Biology gave me crucial science background; Comparative Literature furthered my writing, analytical, and critical thinking skills; and film, photography, and Art History courses strengthened my artistic expression. I captured the beauty of San Francisco’s sea lions in slumber as well as the vivid birthing and breeding season of Año Nuevo’s elephant seal colony, and also made a short film about Bay Area dog adoption. My junior fall in Australia was remarkable, as memorizing fish species through illustrations in books certainly cannot compare to observing cleaning stations on the Great Barrier Reef. I focused my research project on how photography can promote wildlife conservation, and carried out a survey that found people are most attracted to images of mothers and baby animals. During my senior year, I conducted a quantitative and rhetorical analysis of National Geographic magazine’s wildlife articles and imagery for my honors thesis— research that helped me identify the qualities of successful wildlife stories and photographs.

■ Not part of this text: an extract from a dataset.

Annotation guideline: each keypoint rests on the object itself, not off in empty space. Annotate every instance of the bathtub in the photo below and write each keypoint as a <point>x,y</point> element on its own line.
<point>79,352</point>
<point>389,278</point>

Given my passion for biodiversity conservation, I’m staying at Stanford to complete a master’s degree in Earth Systems with a specialization in environmental communication. I fervently believe in the transformative power of words and images, and hope to learn effective methods of engaging humanity in wildlife conservation through an interdisciplinary combination of ecology, photography, and writing courses. The program will take about two years, and I’m really looking forward to more time in the Bay Area during this next phase of my life.

With this blog I hope to share my adventures, observations, and thoughts as I discover how I can best contribute to biodiversity conservation in the years ahead.